The following details outline key aspects of the operating system discussed in the episode:

  • Design Philosophy: The developers have strictly banned standard mathematical operations—such as floating-point math often used by graphics cards—from the core execution path, favoring a mathematical approach they describe as rewriting the "rules of reality".
  • Operating System Architecture:
    • PhaseOS functions as an absolute, solitary, and authoritative execution object.
    • The operating system is composed of two distinct floors: the Mechanical Floor (Layer 1), which handles standard boot protocols, and the Phase Floor (Layer 2), which performs the operating system's actual functions.
    • The Mechanical Floor operates purely to appease the hardware, lacking any actual authority within the operating system.
  • Mathematical Foundation:
    • The operating system utilizes a "full lifted object," which contains specific coordinates, including the host class (A), the arithmetic sector (Q), the phase itself (θ), the winding index (κ), and the completion germ (C).
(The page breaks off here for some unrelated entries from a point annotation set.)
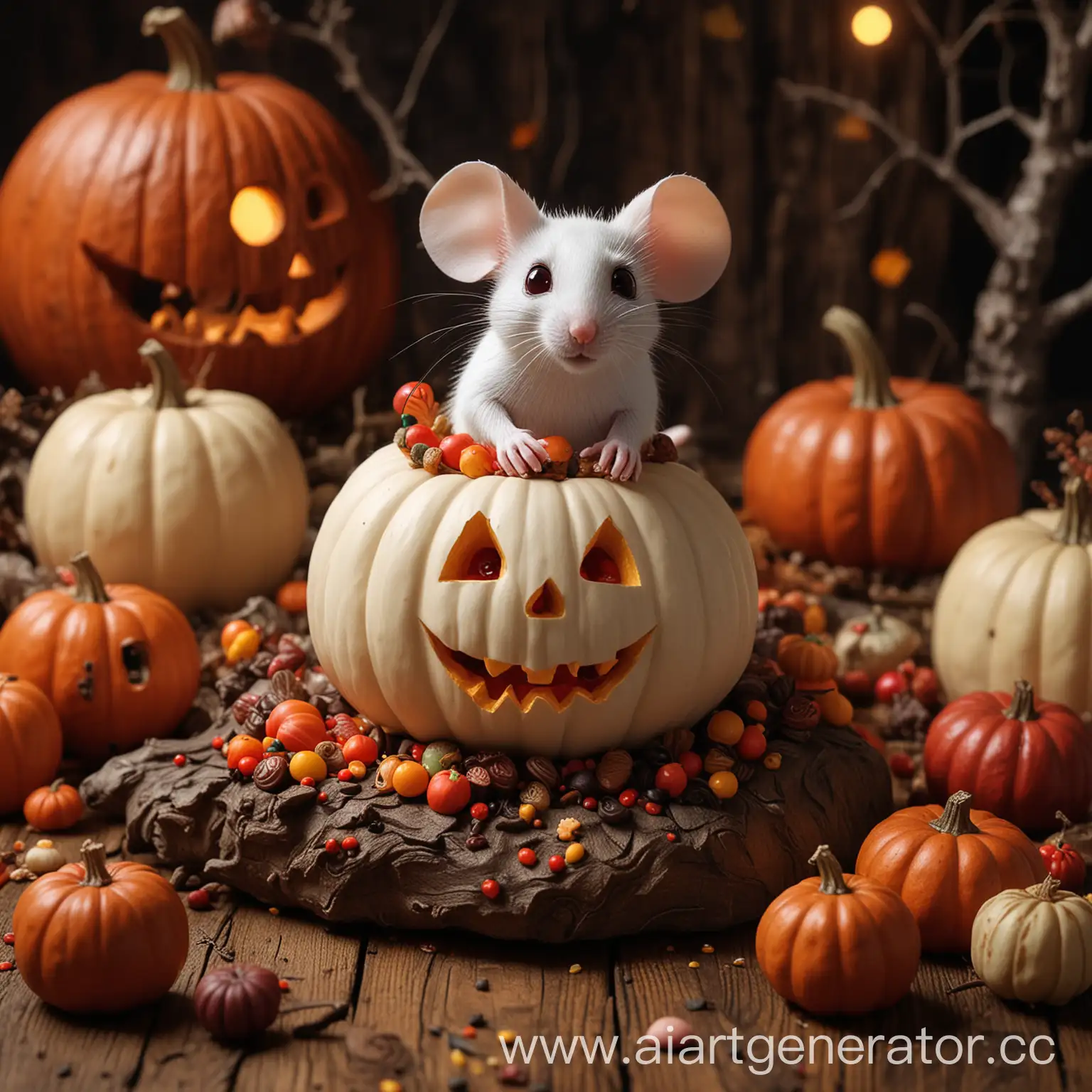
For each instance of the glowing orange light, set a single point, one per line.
(872, 26)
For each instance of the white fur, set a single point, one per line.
(521, 382)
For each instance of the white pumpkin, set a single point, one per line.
(454, 606)
(1034, 945)
(875, 643)
(198, 495)
(1015, 604)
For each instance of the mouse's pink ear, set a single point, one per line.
(684, 235)
(472, 218)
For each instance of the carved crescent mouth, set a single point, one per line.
(489, 682)
(169, 309)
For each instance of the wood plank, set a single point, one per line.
(409, 988)
(651, 982)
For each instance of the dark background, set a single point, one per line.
(636, 90)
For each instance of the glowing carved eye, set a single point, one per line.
(475, 555)
(257, 215)
(539, 279)
(623, 283)
(609, 560)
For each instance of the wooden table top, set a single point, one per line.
(407, 992)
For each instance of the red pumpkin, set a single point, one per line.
(100, 938)
(54, 807)
(1020, 758)
(30, 741)
(119, 663)
(882, 472)
(230, 216)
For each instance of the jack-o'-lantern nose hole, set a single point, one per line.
(547, 602)
(257, 215)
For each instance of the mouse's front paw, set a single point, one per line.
(521, 454)
(619, 461)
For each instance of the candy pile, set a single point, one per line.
(426, 439)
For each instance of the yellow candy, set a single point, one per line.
(724, 784)
(727, 727)
(307, 764)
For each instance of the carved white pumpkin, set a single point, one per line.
(554, 617)
(1015, 604)
(1034, 945)
(875, 643)
(198, 495)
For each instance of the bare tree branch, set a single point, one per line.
(1068, 306)
(987, 211)
(327, 28)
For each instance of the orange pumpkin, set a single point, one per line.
(884, 472)
(30, 741)
(101, 938)
(54, 807)
(807, 658)
(119, 663)
(837, 943)
(945, 863)
(230, 216)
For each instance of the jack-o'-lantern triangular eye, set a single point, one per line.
(609, 560)
(476, 554)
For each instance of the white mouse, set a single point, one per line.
(572, 315)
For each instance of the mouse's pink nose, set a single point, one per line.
(584, 331)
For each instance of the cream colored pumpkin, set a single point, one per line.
(1015, 604)
(415, 643)
(198, 495)
(1034, 945)
(875, 643)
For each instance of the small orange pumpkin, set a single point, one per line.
(946, 863)
(30, 741)
(119, 663)
(54, 807)
(837, 943)
(101, 938)
(806, 658)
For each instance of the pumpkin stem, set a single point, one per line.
(956, 818)
(1024, 702)
(89, 583)
(1047, 890)
(96, 874)
(168, 391)
(1075, 528)
(830, 872)
(872, 378)
(191, 63)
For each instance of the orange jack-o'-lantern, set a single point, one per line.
(550, 617)
(228, 215)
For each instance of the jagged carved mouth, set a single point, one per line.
(173, 309)
(489, 682)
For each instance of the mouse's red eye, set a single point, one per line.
(623, 283)
(539, 281)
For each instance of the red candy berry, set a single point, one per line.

    • The "Phase Kernel Contract" establishes the phase state as the only authoritative execution object, treating everything else—including text displayed on the screen—as a projection or illusion.
  • Computational Mechanics:
    • The system uses a completely custom engine based on a "primitive operator alphabet" rather than traditional CPU instructions like ADD, SUB, or JMP.
    • The three fundamental operators used are:
      • Q: Quarter Continuation (or Host Continuation).
      • B: Balanced Refinement.
      • L: Host Lift (or Orthogonal Rearticulation).
  • Exclusions: PhaseOS explicitly bans UNIX processes and POSIX compatibility, treating them as inherently "lossy" and a corruption of mathematical logic.